Ayant atteint l’âge minimum légal de 30 ans pour postuler aux magistratures, Cicéron se lance dans la carrière politique : en 75 av. J.-C., il entame le cursus honorum en étant élu questeur, fonction qu’il exerce à Lilybée en Sicile occidentale, et qui lui ouvre l’admission au Sénat. Il acquiert sa célébrité en août 70 av. J.-C. en défendant les Siciliens dans leur procès contre Verrès, ancien propréteur de Sicile qui est impliqué dans des affaires de corruption, et qui a mis en place un système de pillage d’œuvres d’art. Tandis que Verrès tente, en achetant les électeurs, de faire échouer la candidature de Cicéron à l’édilité, ce dernier recueille de nombreuses preuves en Sicile tout en se faisant élire édile. En août 70, l’accusation portée par Cicéron est si vigoureuse et si bien soutenue par un imposant défilé de témoins à charge que Verrès, qui va pourtant être défendu par le plus grand orateur de l’époque, le célèbre Hortensius, s’exile à Marseille immédiatement après le premier discours (l’actio prima). Cicéron fait malgré tout publier l’ensemble des discours qu’il a prévus (les Verrines), afin d’établir sa réputation d’avocat engagé contre la corruption.
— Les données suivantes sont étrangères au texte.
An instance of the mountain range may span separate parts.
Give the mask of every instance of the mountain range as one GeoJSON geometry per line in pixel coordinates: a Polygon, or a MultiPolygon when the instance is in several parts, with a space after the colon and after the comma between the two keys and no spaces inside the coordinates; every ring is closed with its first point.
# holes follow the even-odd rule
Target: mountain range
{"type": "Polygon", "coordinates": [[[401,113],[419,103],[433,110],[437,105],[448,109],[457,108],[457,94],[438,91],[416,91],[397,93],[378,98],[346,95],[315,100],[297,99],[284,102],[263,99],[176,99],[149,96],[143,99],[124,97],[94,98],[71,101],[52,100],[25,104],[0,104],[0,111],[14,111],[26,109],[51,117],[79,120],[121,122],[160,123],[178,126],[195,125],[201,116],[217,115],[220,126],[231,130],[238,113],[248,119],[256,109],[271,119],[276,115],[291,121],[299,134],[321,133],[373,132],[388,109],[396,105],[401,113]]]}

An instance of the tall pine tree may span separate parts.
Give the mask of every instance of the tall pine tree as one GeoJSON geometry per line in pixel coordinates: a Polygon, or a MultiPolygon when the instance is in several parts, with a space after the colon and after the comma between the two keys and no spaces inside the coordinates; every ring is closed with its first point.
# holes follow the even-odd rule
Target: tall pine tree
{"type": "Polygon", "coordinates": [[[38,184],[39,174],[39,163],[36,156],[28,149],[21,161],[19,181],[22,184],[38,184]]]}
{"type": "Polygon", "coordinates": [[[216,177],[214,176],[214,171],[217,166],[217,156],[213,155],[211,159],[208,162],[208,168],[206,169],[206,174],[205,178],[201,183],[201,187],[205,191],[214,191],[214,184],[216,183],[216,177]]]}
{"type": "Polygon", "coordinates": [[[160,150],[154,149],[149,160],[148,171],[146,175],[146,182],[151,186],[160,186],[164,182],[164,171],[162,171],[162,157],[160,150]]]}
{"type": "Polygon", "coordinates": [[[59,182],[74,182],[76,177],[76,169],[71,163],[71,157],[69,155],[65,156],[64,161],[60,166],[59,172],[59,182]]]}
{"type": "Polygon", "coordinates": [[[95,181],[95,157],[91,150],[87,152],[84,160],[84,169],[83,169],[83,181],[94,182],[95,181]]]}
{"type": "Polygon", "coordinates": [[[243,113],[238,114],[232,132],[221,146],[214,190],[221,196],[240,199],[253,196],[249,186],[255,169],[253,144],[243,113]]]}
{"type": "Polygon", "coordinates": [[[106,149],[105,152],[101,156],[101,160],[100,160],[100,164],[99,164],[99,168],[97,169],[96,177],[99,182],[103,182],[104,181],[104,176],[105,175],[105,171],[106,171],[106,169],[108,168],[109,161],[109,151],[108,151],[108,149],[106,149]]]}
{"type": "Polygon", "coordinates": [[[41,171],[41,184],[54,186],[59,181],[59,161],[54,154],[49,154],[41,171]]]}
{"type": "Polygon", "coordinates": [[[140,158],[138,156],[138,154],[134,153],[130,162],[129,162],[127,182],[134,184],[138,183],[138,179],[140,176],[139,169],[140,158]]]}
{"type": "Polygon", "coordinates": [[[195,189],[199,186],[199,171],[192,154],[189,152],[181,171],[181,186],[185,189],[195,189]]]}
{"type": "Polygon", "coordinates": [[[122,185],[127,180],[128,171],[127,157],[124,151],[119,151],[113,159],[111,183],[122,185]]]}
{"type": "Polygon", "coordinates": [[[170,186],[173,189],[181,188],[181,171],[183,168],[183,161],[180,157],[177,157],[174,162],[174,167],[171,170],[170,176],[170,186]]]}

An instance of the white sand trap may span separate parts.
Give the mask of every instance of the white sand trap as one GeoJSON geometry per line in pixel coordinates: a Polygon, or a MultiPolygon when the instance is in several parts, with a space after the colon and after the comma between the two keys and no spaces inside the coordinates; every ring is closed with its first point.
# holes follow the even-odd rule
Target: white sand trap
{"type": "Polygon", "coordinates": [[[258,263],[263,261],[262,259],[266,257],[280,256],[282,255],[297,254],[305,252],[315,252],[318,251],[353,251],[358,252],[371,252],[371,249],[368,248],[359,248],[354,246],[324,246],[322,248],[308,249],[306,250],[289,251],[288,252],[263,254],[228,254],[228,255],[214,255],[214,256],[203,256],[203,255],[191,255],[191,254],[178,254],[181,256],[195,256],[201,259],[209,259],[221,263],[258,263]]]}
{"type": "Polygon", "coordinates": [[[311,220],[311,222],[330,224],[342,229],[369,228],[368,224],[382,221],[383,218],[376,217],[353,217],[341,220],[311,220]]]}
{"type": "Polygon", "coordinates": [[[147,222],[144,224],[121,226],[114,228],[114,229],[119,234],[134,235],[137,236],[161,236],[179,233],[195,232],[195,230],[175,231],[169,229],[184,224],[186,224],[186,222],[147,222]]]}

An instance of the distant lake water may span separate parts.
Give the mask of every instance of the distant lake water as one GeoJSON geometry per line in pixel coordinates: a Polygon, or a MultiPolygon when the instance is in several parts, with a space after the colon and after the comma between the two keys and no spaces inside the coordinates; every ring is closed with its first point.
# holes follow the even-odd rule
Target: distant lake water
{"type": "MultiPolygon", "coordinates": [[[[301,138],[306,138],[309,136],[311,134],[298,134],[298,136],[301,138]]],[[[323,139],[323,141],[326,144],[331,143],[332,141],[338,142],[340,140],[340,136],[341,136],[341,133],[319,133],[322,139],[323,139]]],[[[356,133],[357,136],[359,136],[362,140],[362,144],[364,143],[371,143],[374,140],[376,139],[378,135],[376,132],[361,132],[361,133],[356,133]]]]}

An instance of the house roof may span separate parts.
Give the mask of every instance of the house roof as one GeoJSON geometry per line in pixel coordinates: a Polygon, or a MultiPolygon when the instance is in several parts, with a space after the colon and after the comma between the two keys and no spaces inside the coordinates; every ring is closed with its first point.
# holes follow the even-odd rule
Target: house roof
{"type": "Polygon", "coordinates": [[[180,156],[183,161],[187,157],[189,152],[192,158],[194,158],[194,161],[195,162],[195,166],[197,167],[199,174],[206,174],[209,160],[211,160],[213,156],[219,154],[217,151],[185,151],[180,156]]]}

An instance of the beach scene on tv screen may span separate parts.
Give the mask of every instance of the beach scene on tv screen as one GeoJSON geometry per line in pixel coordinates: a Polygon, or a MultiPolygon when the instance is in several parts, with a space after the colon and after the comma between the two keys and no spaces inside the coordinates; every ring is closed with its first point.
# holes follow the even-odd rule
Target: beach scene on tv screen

Après cet événement qui marque véritablement son entrée dans la vie judiciaire et politique, Cicéron suit les étapes du cursus honorum comme édile en 69 av. J.-C. Les Siciliens le remercient par des dons en nature, qu’il emploie au ravitaillement de Rome, faisant ainsi baisser le prix du blé, et augmentant sa popularité16. Il devient préteur en 66 av. J.-C. : il défend cette année-là le projet de loi du tribun de la plèbe Manilius, qui propose de nommer Pompée commandant en chef des opérations d’Orient, contre Mithridate VI ; son discours De lege Manilia marque ainsi une prise de distance par rapport au parti conservateur des optimates, qui sont opposés à ce projet. À cette époque, il suit les cours de Gnipho ; dès cette époque, il songe à incarner une troisième voie en politique, celle des viri boni (« hommes de bien »), entre le conservatisme des optimates et le « réformisme » de plus en plus radical des populares. Pourtant, de 66 av. J.-C. à 63 av. J.-C., l’émergence de personnalités comme César ou Catilina dans le camp des populares, qui prônent des réformes radicales, conduit Cicéron à se rapprocher des optimates.

Désormais proche du parti conservateur, Cicéron est élu pour l’année 63 av. J.-C. consul contre le démagogue Catilina, grâce aux conseils de son frère Quintus Tullius Cicero. Il est le premier consul homo novus (élu n’ayant pas de magistrats curules parmi ses ancêtres) depuis plus de trente ans, ce qui déplaît à certains : « Les nobles […] estimaient que le consulat serait souillé si un homme nouveau, quelque illustre qu’il fût, réussissait à l’obtenir. »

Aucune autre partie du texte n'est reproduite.